Please remove the package-lock.json. That lock the NPM dependencies like React to exact versions and they should just take the latest in the permissible SemVer range. That is what Create React App does as well. Additionally this suggest using NPM but lot sof people will use Yarn instead and need a yarn.lock file instead. That way the appropriate lock file will be generated as appropriate.

Thanks for contacting us, @mauricedb.
@ryanbrandenburg, I remember there was a specific reason we've included the package-lock.json in the template. Do you remember what it was?

Also tagging @SteveSandersonMS .

The reason we include package-lock.json is that, if we didn't, the template could become broken at any moment. This is what used to happen in the early days of the SPA templates before they were officially released.

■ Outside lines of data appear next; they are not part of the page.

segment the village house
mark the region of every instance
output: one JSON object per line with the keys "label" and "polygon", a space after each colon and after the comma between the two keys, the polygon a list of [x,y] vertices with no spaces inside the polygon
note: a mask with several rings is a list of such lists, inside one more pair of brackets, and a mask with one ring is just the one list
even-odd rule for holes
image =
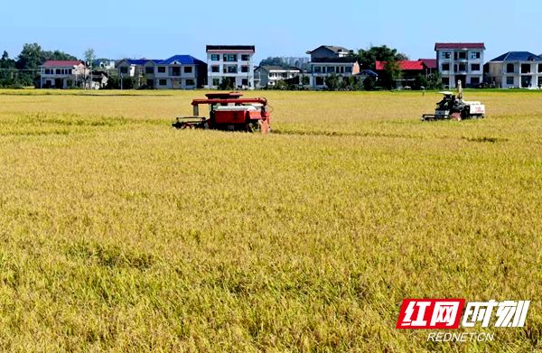
{"label": "village house", "polygon": [[486,64],[489,83],[502,88],[542,88],[542,57],[509,51]]}
{"label": "village house", "polygon": [[118,61],[118,77],[134,77],[137,79],[137,87],[142,85],[142,78],[145,78],[149,88],[154,87],[154,65],[161,59],[123,59]]}
{"label": "village house", "polygon": [[156,62],[154,70],[158,89],[200,88],[207,79],[207,64],[192,55],[174,55]]}
{"label": "village house", "polygon": [[484,43],[435,43],[435,51],[445,86],[454,88],[461,80],[463,87],[478,87],[483,81]]}
{"label": "village house", "polygon": [[89,70],[82,60],[49,60],[40,66],[42,88],[88,88]]}
{"label": "village house", "polygon": [[311,55],[311,80],[313,88],[326,88],[325,78],[332,74],[342,77],[355,76],[360,72],[360,64],[353,51],[335,45],[321,45],[313,51],[307,51]]}
{"label": "village house", "polygon": [[[397,65],[403,70],[403,77],[396,81],[397,88],[403,87],[412,87],[417,75],[422,75],[426,79],[436,71],[436,60],[435,59],[418,59],[417,60],[397,61]],[[387,61],[376,61],[376,72],[378,76],[386,71]]]}
{"label": "village house", "polygon": [[303,70],[295,67],[259,66],[254,70],[256,87],[273,87],[280,80],[294,79],[302,73]]}
{"label": "village house", "polygon": [[254,89],[254,45],[208,45],[208,85],[216,89],[225,78],[232,88]]}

Since our templates ship inside VS, we can't publish updates at a very fine-grained level of frequency. Customers expect that what we ship should continue working for many months, even years, in its original state. Unfortunately in the Node ecosystem where a stock Angular or React project has hundreds of third-party depenencies, the half-life of a functioning template would be on the order of weeks, not years, if we didn't lock down the entire transient set to a known good set via package-lock.json.

I recognize that theoretically semver rules should protect against breaking changes, but unfortunately in reality they don't. Sometimes small revisions to transient dependencies have unintentional bugs (hence semver isn't going to protect you); or sometimes those package authors don't have a sufficiently strict interpretation of semver rules. This isn't ideal, but it is how it is 😄

BTW if you want, you can of course delete your package-lock.json files at any time, so that you get the latest semver-specified dependencies. It might break your app, but also it might not.

What @SteveSandersonMS said. I'm generally against including generated files in our templates, but in this case it's a necessary evil.

Makes sense, agreed.

CRA generates the lock file as needed but only has dependencies the team controls. In this case there are a number of extra dependencies that update at different rates and might not be as well tested as the core React packages.